Random Forest MSE: 199243603.1938555
Random Forest R² Score: 0.26495652187897945


# Milestone Discussion

The model-building process has been a continual exploration, not just of predictions but of understanding how salary trends play out in the data. The first models, regression-based approaches, helped establish an initial baseline and highlight the impact of key workforce factors, like upskilling (training).

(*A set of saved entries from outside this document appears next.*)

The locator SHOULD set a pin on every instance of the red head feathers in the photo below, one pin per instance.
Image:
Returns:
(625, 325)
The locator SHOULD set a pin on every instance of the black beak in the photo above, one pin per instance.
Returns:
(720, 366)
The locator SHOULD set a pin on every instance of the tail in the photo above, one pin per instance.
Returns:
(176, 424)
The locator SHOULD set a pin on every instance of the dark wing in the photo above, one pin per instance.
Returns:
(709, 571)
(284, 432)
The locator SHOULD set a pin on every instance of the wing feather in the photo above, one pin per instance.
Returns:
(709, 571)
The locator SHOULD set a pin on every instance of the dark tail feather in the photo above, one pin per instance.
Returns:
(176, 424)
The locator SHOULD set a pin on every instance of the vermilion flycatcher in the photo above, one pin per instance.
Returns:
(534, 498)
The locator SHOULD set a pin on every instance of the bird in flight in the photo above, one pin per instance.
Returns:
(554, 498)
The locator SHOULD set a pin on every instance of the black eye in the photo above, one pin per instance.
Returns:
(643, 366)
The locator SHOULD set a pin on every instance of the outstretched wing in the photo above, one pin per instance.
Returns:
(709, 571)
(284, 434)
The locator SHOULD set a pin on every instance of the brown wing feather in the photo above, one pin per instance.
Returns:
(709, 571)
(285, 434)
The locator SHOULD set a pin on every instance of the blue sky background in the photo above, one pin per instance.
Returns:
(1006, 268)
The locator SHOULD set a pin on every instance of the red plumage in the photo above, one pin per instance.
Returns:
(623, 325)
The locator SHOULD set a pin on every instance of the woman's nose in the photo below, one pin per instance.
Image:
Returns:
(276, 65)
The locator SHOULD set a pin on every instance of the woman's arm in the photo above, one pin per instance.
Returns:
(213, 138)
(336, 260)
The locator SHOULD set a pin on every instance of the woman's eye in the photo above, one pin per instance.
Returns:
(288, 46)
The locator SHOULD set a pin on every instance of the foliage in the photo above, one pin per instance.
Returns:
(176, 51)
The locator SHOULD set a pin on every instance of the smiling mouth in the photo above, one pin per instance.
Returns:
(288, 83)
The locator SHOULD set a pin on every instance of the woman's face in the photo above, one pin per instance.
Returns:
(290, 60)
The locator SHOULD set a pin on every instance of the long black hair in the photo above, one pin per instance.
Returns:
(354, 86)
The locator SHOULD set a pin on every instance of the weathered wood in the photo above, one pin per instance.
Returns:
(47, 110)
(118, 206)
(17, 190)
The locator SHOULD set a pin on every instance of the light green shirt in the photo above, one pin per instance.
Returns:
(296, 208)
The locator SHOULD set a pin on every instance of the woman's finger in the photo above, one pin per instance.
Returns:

Random Forest emerged as one of the stronger models, balancing complexity with interpretability and showing promise in capturing nonlinear interactions. Through hyperparameter tuning—adjusting parameters like the number of estimators and max depth—the best output landed at an MSE of 199,243,603.19 with an R² score of 0.26, reflecting a moderate predictive performance. Given this result, it’s likely that this represents one of the best possible outputs with the available data, and further tuning may not yield significant gains. That said, continuing to explore different models isn’t just about chasing a better score, it’s about understanding how each model interacts with the data, refining insights, and pushing the analysis forward. There’s still value in testing tweaks, adjusting features, and experimenting with different approaches, even if the numbers don’t shift dramatically. The process is just as much about learning from the models as it is about improving them.